Today’s crisis differs in complexity, speed and scale. We live in a complicated financial system. Almost every financial instruments connect to fixed income, especially, sub-prime loans. They are very complicated and not transparency. It is very hard to calculate the risks. The complexity of these financial instruments are not easy to comprehend.  I came from fixed income groups when I used to work for wall street firms.  The credit crisis and the downturn in world economies may offer a useful lesson: diversify your portfolios. You should have Treasury bonds, money market fund, corporate bonds, cash equivalents, currencies and gold in your portfolios. I got a call from my friend four months ago. He is an oncologist (cancer doctor). He wanted my opinion about his investments. His portfolio has some pharmaceutical stocks and REITS. Since he still receive income from his clinic, I suggested him to hold xyz (I can’t reveal it here!). Plus, he could sell his practice in one day. All his need is capital preservation.

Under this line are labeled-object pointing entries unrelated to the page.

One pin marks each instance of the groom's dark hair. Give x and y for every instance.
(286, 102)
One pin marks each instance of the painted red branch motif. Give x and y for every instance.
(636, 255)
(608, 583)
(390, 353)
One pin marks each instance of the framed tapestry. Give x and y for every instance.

I suggested him that a good portion of his portfolio should be in stable, income-producing investments. Last year another friend of mine is an anesthesiologist. He told me he invested all his money in commodities. Looking back I thought it was a smart move. Now, I have a different opinion…As you know all commodities got crushed this summer due to slow growth in the global economy.

With a diversified stock portfolio, risk is reduced because different stocks rise and fall independently of each other. On a broader scale, combinations of different investment assets may well cancel out each other’s fluctuations in price, reducing the overall risk.